Bitcoin: There’s a Good Reason Why Amazon’s Head of Payments is Skeptical

Apr 29, 2014

Jeff Glenzer CTP, Vice President and Chief Operating Officer, AFP

It may be stating the obvious, but risk is inherent in all markets—it is one of the many hurdles we face in finance. In today’s wildly fluctuating economy, we must be constantly vigilant, ever prepared for change. Today’s hottest finance trend could be tomorrow’s doom.

The news and hype surrounding Bitcoin serve as an appropriate metaphor for our times—part cautionary tale, part crystal ball into a growing finance trend. With potentially powerful benefits, Bitcoin also demonstrates the importance of differentiating between a craze and simple common sense.

The Internal Revenue Service treats bitcoins as property, not as currency, which also has major implications—most important, they are not fungible, nor are they subject to capital gains tax.

While the bitcoin system certainly has its share of skeptics, there are plenty of cheerleaders as well. According to some recent research, “at current valuation, the bitcoin system surpasses the average market cap of $4.5 billion of the world’s three largest wire-transfer services: Western Union, MoneyGram, and Euronet.”

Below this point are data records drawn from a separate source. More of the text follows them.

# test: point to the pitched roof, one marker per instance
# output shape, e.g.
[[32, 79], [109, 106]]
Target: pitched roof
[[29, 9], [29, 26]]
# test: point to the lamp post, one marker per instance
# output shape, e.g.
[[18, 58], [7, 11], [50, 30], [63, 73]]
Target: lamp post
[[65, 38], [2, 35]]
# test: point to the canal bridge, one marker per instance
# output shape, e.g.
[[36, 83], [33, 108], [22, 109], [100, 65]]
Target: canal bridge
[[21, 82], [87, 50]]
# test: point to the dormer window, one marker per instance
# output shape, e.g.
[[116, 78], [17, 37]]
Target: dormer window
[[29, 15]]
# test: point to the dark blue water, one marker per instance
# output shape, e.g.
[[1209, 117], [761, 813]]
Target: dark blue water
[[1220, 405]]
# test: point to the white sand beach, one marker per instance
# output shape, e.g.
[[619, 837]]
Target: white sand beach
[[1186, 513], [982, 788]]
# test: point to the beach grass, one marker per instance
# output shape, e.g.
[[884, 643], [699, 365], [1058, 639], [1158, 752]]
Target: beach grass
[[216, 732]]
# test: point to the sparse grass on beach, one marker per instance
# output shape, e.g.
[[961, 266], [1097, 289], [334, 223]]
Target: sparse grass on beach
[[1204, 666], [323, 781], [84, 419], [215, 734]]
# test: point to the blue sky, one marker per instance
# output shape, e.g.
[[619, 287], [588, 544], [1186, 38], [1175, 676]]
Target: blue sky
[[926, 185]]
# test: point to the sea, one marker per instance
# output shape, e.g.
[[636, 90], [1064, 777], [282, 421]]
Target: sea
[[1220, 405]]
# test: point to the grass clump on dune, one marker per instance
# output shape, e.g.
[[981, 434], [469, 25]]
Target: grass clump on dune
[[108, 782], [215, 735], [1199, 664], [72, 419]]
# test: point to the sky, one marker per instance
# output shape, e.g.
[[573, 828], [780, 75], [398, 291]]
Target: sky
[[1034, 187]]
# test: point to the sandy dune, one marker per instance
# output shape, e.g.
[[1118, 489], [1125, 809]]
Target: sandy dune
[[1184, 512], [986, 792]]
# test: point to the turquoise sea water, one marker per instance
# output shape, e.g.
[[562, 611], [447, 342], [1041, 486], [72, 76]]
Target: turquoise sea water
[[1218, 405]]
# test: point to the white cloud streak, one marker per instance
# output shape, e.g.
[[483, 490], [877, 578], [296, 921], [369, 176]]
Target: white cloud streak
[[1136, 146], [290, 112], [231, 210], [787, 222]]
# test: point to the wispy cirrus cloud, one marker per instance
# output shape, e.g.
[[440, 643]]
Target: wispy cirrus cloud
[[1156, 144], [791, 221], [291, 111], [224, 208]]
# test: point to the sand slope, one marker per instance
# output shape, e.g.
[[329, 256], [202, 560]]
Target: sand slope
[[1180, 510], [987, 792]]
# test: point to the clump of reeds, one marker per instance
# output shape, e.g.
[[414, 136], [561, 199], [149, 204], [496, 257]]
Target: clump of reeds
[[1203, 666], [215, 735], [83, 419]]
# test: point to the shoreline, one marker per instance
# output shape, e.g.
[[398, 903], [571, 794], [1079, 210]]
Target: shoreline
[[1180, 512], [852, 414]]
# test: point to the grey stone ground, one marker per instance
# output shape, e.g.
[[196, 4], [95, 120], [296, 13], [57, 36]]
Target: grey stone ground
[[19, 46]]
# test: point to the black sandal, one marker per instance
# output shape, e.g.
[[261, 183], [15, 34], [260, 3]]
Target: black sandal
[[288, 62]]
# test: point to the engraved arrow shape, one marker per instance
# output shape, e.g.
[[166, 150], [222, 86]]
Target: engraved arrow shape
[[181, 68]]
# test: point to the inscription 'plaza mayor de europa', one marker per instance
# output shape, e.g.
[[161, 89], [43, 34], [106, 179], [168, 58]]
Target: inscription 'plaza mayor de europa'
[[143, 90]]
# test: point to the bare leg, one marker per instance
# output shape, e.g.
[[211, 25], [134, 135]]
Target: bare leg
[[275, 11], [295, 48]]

And no less a financial figure than Ben Bernanke recently said virtual currencies “may hold long-term promise, particularly if the innovations promote a faster, more secure, and more efficient payment system.” But are payments professionals ready to accept bitcoins?

Here are the main reasons why finance and payments professionals globally are not as enthusiastic about bitcoins:

  • Safe Haven for Illegal Transactions: Bitcoins can be traded anonymously, making trades difficult to track—meticulous and reliable records are imperative. U.S. Treasury Secretary Jack Lew recently expressed his concern about Bitcoin being used for illegal activity. The anonymous nature of bitcoins makes it extremely difficult for treasury and payment professionals to track illegal activities like money laundering and terrorist financing activities.

  • Volatility and Absence of Legal Oversight Hinders Acceptance: One of the biggest risks associated with accepting Bitcoin as a form of payment is its volatility and the absence of legal oversight; e.g. its dramatic tumble in December 2013 following the Chinese central bank warning that “Bitcoins don't have any legal status or monetary equivalent and shouldn't be used as currency, adding that financial institutions and payment systems could not sell, trade or store Bitcoins.” The high volatility coupled with a lack of any legal governance is the main reason why payment heads must tread carefully in accepting bitcoins as a form of currency.

  • Security a Big Concern: The safety and security of Bitcoin is suspect, at best. The world’s largest Bitcoin exchange, Mt. Gox, filed for bankruptcy after hackers apparently drained it of several million Bitcoins, casting serious doubt on whether the money can ever be recovered. The Mt. Gox incident proved that Bitcoin like any other payment form is susceptible to cyber-attacks, a critical issue that keeps finance and payments organizations awake at night.

  • Lack of Consumer Confidence: Amazon, the largest online retailer recently announced that that it has no immediate plans to accept bitcoins. According to Amazon’s head of payments, “Obviously it gets a lot of press and we have considered it, but we’re not hearing from customers that it’s right for them.” This general lack of consumer confidence is making payments professionals take a more cautious approach to bitcoins even though other major retailers, including the largest online furniture outlet,, accept bitcoins.

Pindar Wong, a Hong Kong-based consultant who has been working on Internet-based payment technologies, recently told Reuters: “Money, or what one perceives as money, is just a form of disintermediated trust. There's a whole scope of innovation here, and we're just touching the tip of a very big iceberg." Whether bitcoins could one day be completely worthless or become the most popular form of payment is a debate that I believe will continue. In the meantime, I hope heads of finance and payment organizations are treading more cautiously and taking a calculated risk with bitcoins.